After a long time in the development "oven", OpenLI 1.1.0 has now been released!
A brief summary of the changes in this release can be found in the OpenLI ChangeLog. More details on the bigger changes will be provided later in this post.
Packages are available for download from our Cloudsmith repository for the following Linux distributions:
Debian (buster, bullseye, and bookworm)
Ubuntu (18.04, 20.04, and 22.04)
RockyLinux 8 and 9
AlmaLinux 8 and 9
Fedora 37 and 38
Instructions for downloading and installing the OpenLI packages are available on the OpenLI wiki.
You can also, of course, install OpenLI from source by cloning the OpenLI git repository.
The most obvious addition in the 1.1.0 release is the support for email interception (i.e. the ETSI TS 102 232-2 standard).
OpenLI supports email interception for the SMTP, POP3 and IMAP protocols, using the email address as a target identifier. You may specify multiple email addresses for an intercept target to cover aliases or people with multiple mailboxes.
The provisioner REST API has been updated to support email intercepts and the web provisioner UI will also soon be upgraded accordingly.
In addition to being able to intercept email through packet capture, OpenLI collectors can also ingest email application layer messages that are sent to an HTTP(S) service running on the collector. This allows operators to use custom plugins on their mail services (such as dovecot or postfix plugins) to forward the email sessions to the collector directly from the mail servers, rather than having to mirror and intercept mail traffic at the network layer.
More details on the email ingestion feature, including the required format for messages sent to the ingestion service and how to configure a collector to support email ingestion can be found on the OpenLI wiki.
The previous design of the mediator code had some performance limitations and was not able to reliably retain intercept records if an agency handover was unavailable.
As a result, the internal structure of the mediator has undergone a major re-design that can be summarised in two changes.
Firstly, each collector which connects to a mediator, and each law enforcement agency that the mediator is connected to, are handled by a separate dedicated thread. Previously, we used an event loop to "juggle" servicing each of these entities, which meant that a particularly busy collector or agency could potentially starve the others of processing time. This change allows a mediator to make better use of multiple cores on the host hardware and achieve better scalability as the number of collectors and agencies grows.
Second, each mediator now uses RabbitMQ internally as a message broker to transfer intercept records from the collector-handling thread that receives them to the agency handover thread that will be forwarding them.

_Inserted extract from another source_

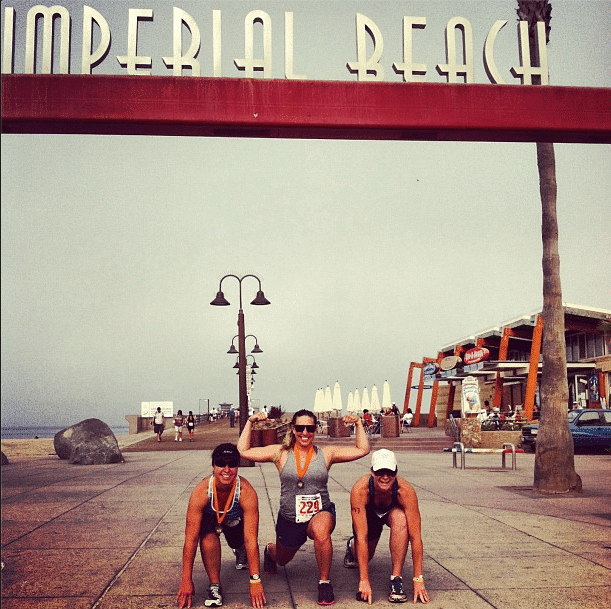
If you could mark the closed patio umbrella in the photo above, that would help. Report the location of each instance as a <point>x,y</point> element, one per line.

This is a separate use of RabbitMQ in addition to the existing optional capability to have RabbitMQ broker records between the collector and the mediator.
Intercept records that have been received by a mediator but not yet been passed on their respective agency will be buffered on disk by RabbitMQ during that intermediate period. This means that if the mediator is restarted, those records will not be lost as they would have been in previous OpenLI versions which only buffered those records in memory.
The internal use of RabbitMQ by the mediator is transparent and should require no additional configuration for OpenLI users who use a packaged install. Most users will not notice this change but if you do run into problems with your mediator after upgrading, please reach out to us through our support channels.
Bug and Compliance Fixes
As our user base grows, we learn more about specific requirements in countries that OpenLI does not quite meet for one reason or another and, of course, we also get more bug reports. This is great, because it allows us to keep improving the software and make it useful in a wider variety of situations.
Here are some of the compliance issues that we've fixed:
OpenLI now supports configuring intercepts to emit only IRIs, or only CCs.
HI1 Operation messages now include the target-Information field, which is required in some jurisdictions.
IP Multimedia (VoIP) IRIs now no longer use the IRI type IRI-Report instead of the IRI-Continue type. This was a bug, but was being highlighted by our users as an incompatibility when testing with their local authorities.
The major bugs that we've fixed were:
a REST API bug that prevented DELETE requests from working for the coreserver/ endpoint.
a REST API bug where the end time for a VoIP intercept could not be modified.
a VOIP intercept bug where SIP sessions that include a 183 message that did not contain any RTP or IP information were not producing CC records.
a formatting bug that caused GTP intercepts to not be accepted by the mediator.